This project explores the cost of system calls and virtual memory page faults in the Linux kernel. This is a sister repository for the branch https://gitlab.com/chakshutandon/linux-stable/tree/mm-bench.
Clone Patched Kernel:
git clone https://gitlab.com/chakshutandon/linux-stable.git
cd linux-stable
git checkout mm-bench
Compile:
make -j$(nproc)
Note: Appropriate .config may be needed.
Run using QEMU (optional):
sudo qemu-system-x86_64 -kernel $KERNEL_IMG -drive format=raw,file=$QEMU_IMG -m $QEMU_MEM -nographic -append 'root=/dev/sda rw console=ttyS0' -enable-kvm
Note: $KERNEL_IMG refers to build output located in linux-stable/arch/x86/boot/bzImage
Clone Benchmarks:
git clone https://gitlab.com/chakshutandon/syscall_page_fault_bench.git
cd syscall_page_fault_bench
Compile:
gcc -o syscall syscall.c
gcc -o pagefault pagefault.c
Run:
./syscall
./pagefault
Note: Make sure to run benchmarks a couple times to get the most accurate results.
The first part of the analysis is concerned with benchmarking the cost of a system call. Generally, a system call is much more expensive than a function call due to a change in privilege mode along with preserving process state.
A dummy function foo() is created in user-mode.
One of the simplest system calls in Linux is the getpid() call. Along with a few other bookkeeping tasks, it looks into the current running process and returns the process identifier.
An empty system call hello_kernel() was added to the Linux kernel which returns immediately after execution. This call helps establish the minimum latency of a swtich into kernel processing mode and back in user mode.
Another system call multi_page_alloc() was added which will be used in the analysis of page fault preallocation.
Using clock_gettime(CLOCK_REALTIME, ...), each of the functions were called one million times. In the case of getpid(), it's corresponding syscall() handler was called instead to avoid glibc (v2.3.4 - v2.24) from using vDSO optimizations in user-mode. Syscall() was also used for the new system calls as they are not part of the standard C library.
The following figure shows the average time taken by each of the calls listed above.
Figure 1. Latency of a function call compared to various system calls in the Linux kernel. System call is about x250 times as expensive as function call. Latency is measured in nanoseconds.
As shown in the figure, the cost of a system call is significantly higher than a function call. The null hello_kernel() call along with multi_page_alloc() are not much different in terms of latency with regard to getpid(). Further analysis could compare these results to existing more expensive system calls like read().

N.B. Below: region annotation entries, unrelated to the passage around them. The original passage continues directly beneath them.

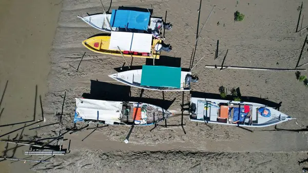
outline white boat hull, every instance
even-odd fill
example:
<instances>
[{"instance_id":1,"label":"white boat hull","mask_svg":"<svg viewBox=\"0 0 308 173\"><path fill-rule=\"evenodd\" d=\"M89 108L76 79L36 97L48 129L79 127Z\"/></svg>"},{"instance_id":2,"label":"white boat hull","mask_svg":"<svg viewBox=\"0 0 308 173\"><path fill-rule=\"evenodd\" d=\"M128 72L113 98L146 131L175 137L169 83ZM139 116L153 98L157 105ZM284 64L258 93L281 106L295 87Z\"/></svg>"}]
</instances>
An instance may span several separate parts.
<instances>
[{"instance_id":1,"label":"white boat hull","mask_svg":"<svg viewBox=\"0 0 308 173\"><path fill-rule=\"evenodd\" d=\"M145 103L80 98L75 98L75 100L74 123L86 122L110 125L150 125L172 115L172 113L162 107ZM145 106L145 108L144 108ZM136 108L140 109L139 119L135 112ZM136 116L134 118L133 116Z\"/></svg>"},{"instance_id":2,"label":"white boat hull","mask_svg":"<svg viewBox=\"0 0 308 173\"><path fill-rule=\"evenodd\" d=\"M78 16L78 17L94 28L105 32L111 32L109 25L108 24L108 21L110 22L111 14L98 14L85 17L80 16ZM161 18L151 17L148 28L154 30L156 26L156 23L159 20L161 20ZM117 31L117 28L112 27L112 30Z\"/></svg>"},{"instance_id":3,"label":"white boat hull","mask_svg":"<svg viewBox=\"0 0 308 173\"><path fill-rule=\"evenodd\" d=\"M191 74L190 72L181 71L180 88L166 88L142 86L140 85L142 73L142 69L138 69L117 73L109 75L109 76L126 85L141 89L163 91L189 91L190 90L190 87L186 88L184 86L185 77L188 74Z\"/></svg>"},{"instance_id":4,"label":"white boat hull","mask_svg":"<svg viewBox=\"0 0 308 173\"><path fill-rule=\"evenodd\" d=\"M265 127L282 123L294 119L292 117L288 116L273 108L267 107L266 105L255 103L192 97L190 98L190 104L191 104L192 103L195 104L196 107L196 111L194 112L192 112L193 110L191 110L191 106L190 108L189 121L191 121L205 122L206 123L213 123L225 125L239 126L246 127ZM208 106L205 106L207 104L208 104L207 105ZM223 122L219 122L220 121L220 120L224 119L221 119L219 117L221 112L220 107L219 107L219 105L221 105L221 104L230 105L230 106L233 107L237 107L238 106L239 107L242 107L244 105L249 106L252 109L251 112L249 112L252 113L251 114L249 114L249 117L252 117L252 119L251 119L252 123L233 122L232 122L232 118L230 118L230 112L229 112L228 117L226 119L227 120L225 120L225 121ZM211 106L212 106L211 107ZM241 107L241 106L242 107ZM259 113L257 110L261 107L264 107L270 110L271 113L271 117L262 117L261 114ZM215 113L212 113L212 109L213 112L215 112ZM203 109L205 110L203 110ZM218 111L218 113L216 112L217 109ZM205 113L205 112L207 112Z\"/></svg>"}]
</instances>

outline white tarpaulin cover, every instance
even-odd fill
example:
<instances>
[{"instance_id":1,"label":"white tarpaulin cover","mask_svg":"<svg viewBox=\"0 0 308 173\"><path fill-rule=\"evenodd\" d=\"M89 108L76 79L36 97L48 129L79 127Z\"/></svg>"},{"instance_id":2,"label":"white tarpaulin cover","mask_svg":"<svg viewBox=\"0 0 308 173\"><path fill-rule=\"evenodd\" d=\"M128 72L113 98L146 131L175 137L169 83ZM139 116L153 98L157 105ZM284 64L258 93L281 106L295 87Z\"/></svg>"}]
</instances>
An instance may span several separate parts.
<instances>
[{"instance_id":1,"label":"white tarpaulin cover","mask_svg":"<svg viewBox=\"0 0 308 173\"><path fill-rule=\"evenodd\" d=\"M122 104L112 102L86 99L76 99L76 112L83 119L120 123Z\"/></svg>"},{"instance_id":2,"label":"white tarpaulin cover","mask_svg":"<svg viewBox=\"0 0 308 173\"><path fill-rule=\"evenodd\" d=\"M109 49L151 52L152 34L143 33L111 31Z\"/></svg>"}]
</instances>

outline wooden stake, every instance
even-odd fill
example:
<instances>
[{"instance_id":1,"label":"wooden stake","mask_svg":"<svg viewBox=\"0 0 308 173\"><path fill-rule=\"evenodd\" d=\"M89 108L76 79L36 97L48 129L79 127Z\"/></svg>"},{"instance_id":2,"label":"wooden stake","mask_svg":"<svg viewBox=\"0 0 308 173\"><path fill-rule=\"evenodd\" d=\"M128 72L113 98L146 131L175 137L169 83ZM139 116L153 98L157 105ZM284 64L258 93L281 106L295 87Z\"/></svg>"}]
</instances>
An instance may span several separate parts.
<instances>
[{"instance_id":1,"label":"wooden stake","mask_svg":"<svg viewBox=\"0 0 308 173\"><path fill-rule=\"evenodd\" d=\"M233 66L205 66L205 68L222 68L223 69L226 68L233 69L241 69L241 70L262 70L262 71L306 71L306 69L279 69L279 68L253 68L253 67L233 67Z\"/></svg>"},{"instance_id":2,"label":"wooden stake","mask_svg":"<svg viewBox=\"0 0 308 173\"><path fill-rule=\"evenodd\" d=\"M128 64L128 63L126 61L126 59L125 59L125 57L123 55L123 53L122 53L122 51L121 50L121 49L120 48L120 47L118 46L118 49L119 49L119 50L120 51L120 52L121 53L121 54L123 57L123 59L124 59L124 61L125 61L125 62L126 63L126 64L127 64L127 65L128 66L128 68L130 69L130 67L129 67L129 64Z\"/></svg>"},{"instance_id":3,"label":"wooden stake","mask_svg":"<svg viewBox=\"0 0 308 173\"><path fill-rule=\"evenodd\" d=\"M303 2L302 2L302 5L301 5L301 6L300 7L300 11L299 11L299 15L298 16L298 21L297 21L297 26L296 26L296 32L298 32L297 31L297 30L298 29L298 25L299 25L299 21L300 21L300 16L301 14L301 11L302 9L303 9Z\"/></svg>"},{"instance_id":4,"label":"wooden stake","mask_svg":"<svg viewBox=\"0 0 308 173\"><path fill-rule=\"evenodd\" d=\"M14 142L14 141L0 141L0 142L4 142L8 143L16 144L20 144L20 145L28 145L30 146L33 146L33 147L42 147L42 146L38 145L32 145L32 144L26 144L26 143L23 143L17 142Z\"/></svg>"},{"instance_id":5,"label":"wooden stake","mask_svg":"<svg viewBox=\"0 0 308 173\"><path fill-rule=\"evenodd\" d=\"M301 67L302 66L304 66L304 65L307 65L307 64L308 64L308 62L306 62L306 63L304 63L304 64L302 64L301 65L299 65L298 66L297 66L297 67Z\"/></svg>"},{"instance_id":6,"label":"wooden stake","mask_svg":"<svg viewBox=\"0 0 308 173\"><path fill-rule=\"evenodd\" d=\"M17 159L17 158L3 158L3 157L0 157L0 159L17 160L17 161L21 160L23 161L35 162L50 162L47 161L40 160L30 160L30 159Z\"/></svg>"},{"instance_id":7,"label":"wooden stake","mask_svg":"<svg viewBox=\"0 0 308 173\"><path fill-rule=\"evenodd\" d=\"M105 10L105 7L104 7L104 5L103 5L103 2L102 2L102 0L100 0L100 1L101 1L101 4L102 4L102 6L103 6L103 10L104 11L104 13L105 14L107 14L106 13L106 10ZM108 19L108 17L107 16L107 15L106 15L106 18L107 19L107 23L108 23L108 25L109 26L109 27L110 28L110 30L111 30L111 31L112 31L112 27L111 27L111 25L110 25L110 23L109 21L109 20Z\"/></svg>"},{"instance_id":8,"label":"wooden stake","mask_svg":"<svg viewBox=\"0 0 308 173\"><path fill-rule=\"evenodd\" d=\"M203 55L203 57L201 57L201 59L200 59L199 61L198 61L198 62L197 62L197 63L196 63L196 64L194 66L194 67L192 67L192 68L191 68L191 69L190 69L190 71L189 71L189 72L191 72L191 70L192 70L192 69L195 67L196 67L196 66L198 64L198 63L199 63L199 62L200 62L200 61L201 61L204 57L204 55Z\"/></svg>"},{"instance_id":9,"label":"wooden stake","mask_svg":"<svg viewBox=\"0 0 308 173\"><path fill-rule=\"evenodd\" d=\"M301 30L300 30L299 31L297 31L297 32L300 32L300 31L301 31L303 30L304 30L304 29L307 29L307 28L308 28L308 26L307 26L306 27L303 27L302 29L301 29Z\"/></svg>"}]
</instances>

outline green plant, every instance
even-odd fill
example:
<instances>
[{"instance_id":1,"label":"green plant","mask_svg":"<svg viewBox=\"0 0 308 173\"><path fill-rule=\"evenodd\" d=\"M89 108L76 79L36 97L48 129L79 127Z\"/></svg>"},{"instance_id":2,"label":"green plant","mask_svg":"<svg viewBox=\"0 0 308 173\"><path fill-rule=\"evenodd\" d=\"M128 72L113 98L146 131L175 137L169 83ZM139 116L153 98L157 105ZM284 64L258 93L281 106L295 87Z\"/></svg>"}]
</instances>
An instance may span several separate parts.
<instances>
[{"instance_id":1,"label":"green plant","mask_svg":"<svg viewBox=\"0 0 308 173\"><path fill-rule=\"evenodd\" d=\"M222 98L225 98L227 97L227 93L226 93L226 88L223 86L221 86L218 89L219 92L220 93L220 97Z\"/></svg>"},{"instance_id":2,"label":"green plant","mask_svg":"<svg viewBox=\"0 0 308 173\"><path fill-rule=\"evenodd\" d=\"M236 92L236 90L233 88L231 89L231 95L232 96L237 96L237 92Z\"/></svg>"},{"instance_id":3,"label":"green plant","mask_svg":"<svg viewBox=\"0 0 308 173\"><path fill-rule=\"evenodd\" d=\"M234 21L242 21L244 19L245 15L243 13L240 13L238 11L237 11L234 13Z\"/></svg>"},{"instance_id":4,"label":"green plant","mask_svg":"<svg viewBox=\"0 0 308 173\"><path fill-rule=\"evenodd\" d=\"M234 98L234 101L237 101L237 102L240 102L241 101L241 98L239 98L238 97L237 97L236 98Z\"/></svg>"},{"instance_id":5,"label":"green plant","mask_svg":"<svg viewBox=\"0 0 308 173\"><path fill-rule=\"evenodd\" d=\"M299 76L300 76L301 72L299 71L297 71L295 72L295 76L296 76L296 79L298 80L299 79Z\"/></svg>"},{"instance_id":6,"label":"green plant","mask_svg":"<svg viewBox=\"0 0 308 173\"><path fill-rule=\"evenodd\" d=\"M300 82L303 82L304 81L304 80L305 80L306 79L307 79L307 77L306 77L306 76L302 75L300 76L299 76L299 78L298 79L298 80L299 80L299 81Z\"/></svg>"}]
</instances>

The methodology for measuring page fault cost was quite simple. A large 2GB mmap() region of PRIVATE, ANONYMOUS memory is allocated. Due to the on-demand paging system used by Linux, this region is not allocated in physical memory until it is accessed for the first time.
Touching an element of the memory region causes the hardware to raise a page fault which is caught by the operating system. By measuring the average time taken to write every page within the mmap() region, the overhead of a page faults can be obtained.
A random access pattern is also useful as this can illustrate the access times of some graph applications and non-sequential workloads. One thing to note, these random accesses must be predetermined outside the timing function as the rand() function itself is an expensive call.
As expected, the latency of random and sequential page accesses is not affected much in the default page allocation behavior of the Linux kernel. The following section discusses the changes that were made to reduce the page fault handling cost.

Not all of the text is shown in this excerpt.